Whats so special about *data* that its wrong to work in partnership with people who manage things for you?
Did RMS knit his own clothes and grow his own food?
The guy is an idiot, and his laughable naive ramblings should be ignored
Re:Who was derived from whom? (Score:3, Insightful)
Don't misquote him and then argue against the misquotation. He said the license criteria are derived from the FSF's. You changed it to the licenses. He's talking about how the Open Source Definition [opensource.org] was based on the Debian Free Software Guidelines [debian.org], and he's absolutely right.
Re:Leave Stallman alone *sobs* (Score:3, Insightful)
Oh come off it with the strawman. Employment isn't slavery. You know quite well that employees can quit and slaves can't. Slaves can't refuse unethical, illegal, unhealthy, or dangerous work. But some employers actively try to maneuver their employees into a bind, believing they can squeeze more work out of the desperate employee and that turnover will be less likely. Why do you think US health care is so messed up? Employers saw this as a way to gain more leverage over employees. Bulk rates are only part of it. Thanks to tax breaks, they can get the same amount of health insurance for far less money than an individual can. Ever wonder why COBRA costs so much more than the exact same insurance while employed? Nothing at all fair about that, is there? This all makes the hireling less an employee and more a slave. I am all for employment. I am against slavery, and I'm against turning employment into slavery or trying to disguise slavery as employment.

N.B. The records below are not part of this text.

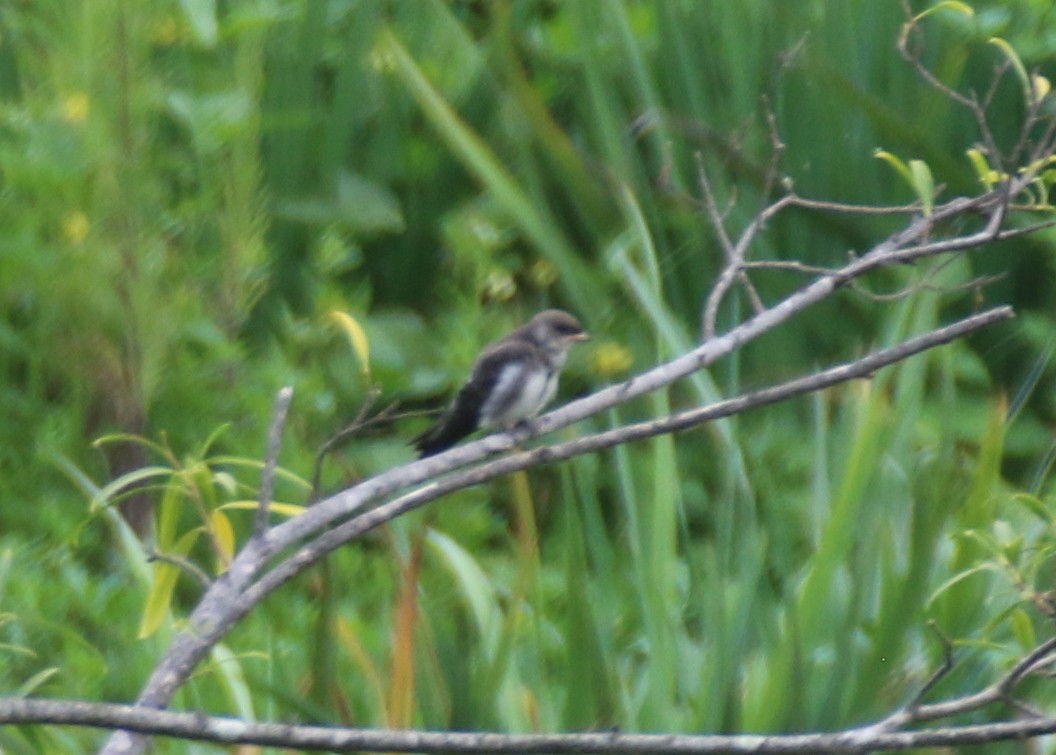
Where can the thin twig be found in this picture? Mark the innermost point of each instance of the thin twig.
(289, 736)
(282, 400)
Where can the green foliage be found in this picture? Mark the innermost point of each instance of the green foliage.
(203, 202)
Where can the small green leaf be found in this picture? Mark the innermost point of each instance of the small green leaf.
(899, 166)
(923, 184)
(1017, 65)
(983, 171)
(224, 534)
(946, 5)
(357, 336)
(159, 598)
(276, 506)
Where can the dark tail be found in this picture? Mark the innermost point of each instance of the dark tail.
(451, 428)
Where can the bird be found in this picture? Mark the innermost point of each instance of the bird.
(511, 381)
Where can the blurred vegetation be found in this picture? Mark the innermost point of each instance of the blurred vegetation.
(189, 191)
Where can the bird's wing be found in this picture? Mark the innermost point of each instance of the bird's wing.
(464, 416)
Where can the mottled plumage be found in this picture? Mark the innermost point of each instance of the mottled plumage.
(512, 380)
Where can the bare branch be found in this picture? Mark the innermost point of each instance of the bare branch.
(274, 444)
(227, 731)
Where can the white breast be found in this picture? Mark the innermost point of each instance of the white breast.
(503, 410)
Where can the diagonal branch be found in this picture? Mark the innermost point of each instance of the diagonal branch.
(227, 731)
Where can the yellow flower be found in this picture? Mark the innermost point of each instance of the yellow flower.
(542, 274)
(75, 227)
(500, 285)
(75, 108)
(611, 359)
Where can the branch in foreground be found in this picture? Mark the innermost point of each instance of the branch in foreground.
(220, 608)
(341, 534)
(227, 731)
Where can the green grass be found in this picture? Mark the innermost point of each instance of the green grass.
(187, 191)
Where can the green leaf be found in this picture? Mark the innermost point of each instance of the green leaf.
(1017, 65)
(923, 184)
(946, 5)
(224, 534)
(1022, 628)
(357, 337)
(159, 598)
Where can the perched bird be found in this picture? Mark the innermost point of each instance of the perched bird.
(512, 379)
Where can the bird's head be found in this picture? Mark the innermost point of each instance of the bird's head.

When it comes to software, people don't have as much freedom as you seem to think they do. When you've just got to have MS Word because your correspondent demands the .doc format and even OpenOffice can't get that perfect every time, you're not free. When you must use an interactive website that only IE can render, you're not free. When a must-use website requires Shockwave, which is available only for Windows, you're not free. You cannot quit these programs. If MS decides to "upgrade" everything to "take advantage of new features" which is really code for making all the old versions and formats break, you have no choice, you have to pay MS for new software you shouldn't have needed. Slavery is one form of coercion, this lock in is another form of coercion.